- Japanese film poster for Gothic & Lolita Psycho.
- Directed by: Go Ohara
- Written by: Hisakatsu Kuroki
- Produced by: Jun Nakajima Hiroyuki Sasaki
- Starring: Rina Akiyama Ruito Aoyagi Minami Tsukui Misaki Momose Yurei Yanagi Masahito Okamoto Satoshi Hakuzen
- Cinematography: Nobuhisa Ito
- Edited by: Go Ohara
- Music by: Bloody Bad Romance
- Release date: September 4, 2010 (Japan);
- Running time: 87 minutes
- Country: Japan
- Language: Japanese

= Gothic & Lolita Psycho =

Gothic & Lolita Psycho (ゴスロリ処刑人, Gosu Rori Shokeinin) is a 2010 Japanese film directed by Go Ohara. It stars Rina Akiyama, Ruito Aoyagi, Minami Tsukui, Misaki Momose, Yurei Yanagi, Masahito Okamoto, Satoshi Hakuzen and Asami Sugiura.

==Plot==
Yuki (Rina Akiyama) lives with her father Jiro (Yurei Yanagi) and her mother Kayako (Fumie Nakajima) in Tokyo. Their peaceful lives are disturbed when a group of assassins slaughter Kayako and injure Jiro.

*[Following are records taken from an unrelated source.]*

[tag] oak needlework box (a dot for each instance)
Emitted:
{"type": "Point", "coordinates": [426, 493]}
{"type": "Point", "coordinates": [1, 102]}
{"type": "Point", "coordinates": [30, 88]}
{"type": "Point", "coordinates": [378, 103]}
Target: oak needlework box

Yuki seeks revenge by dressing herself in Gothic Lolita fashion and killing off the assassins.

==Release and reception==
The film was shown at the Tokyo International Film Festival on October 25, 2010. The film was released on DVD in North America by Tokyo Shock on May 24, 2011 under the title Psycho Gothic Lolita.

The Hollywood Reporter gave a mixed review, praising the film's "lightning pace" and stating that "several sequences involving Yuki and her Lolita garb are subtly witty" while saying it never reaches the heights of special effects designer Yoshihiro Nishimura's films.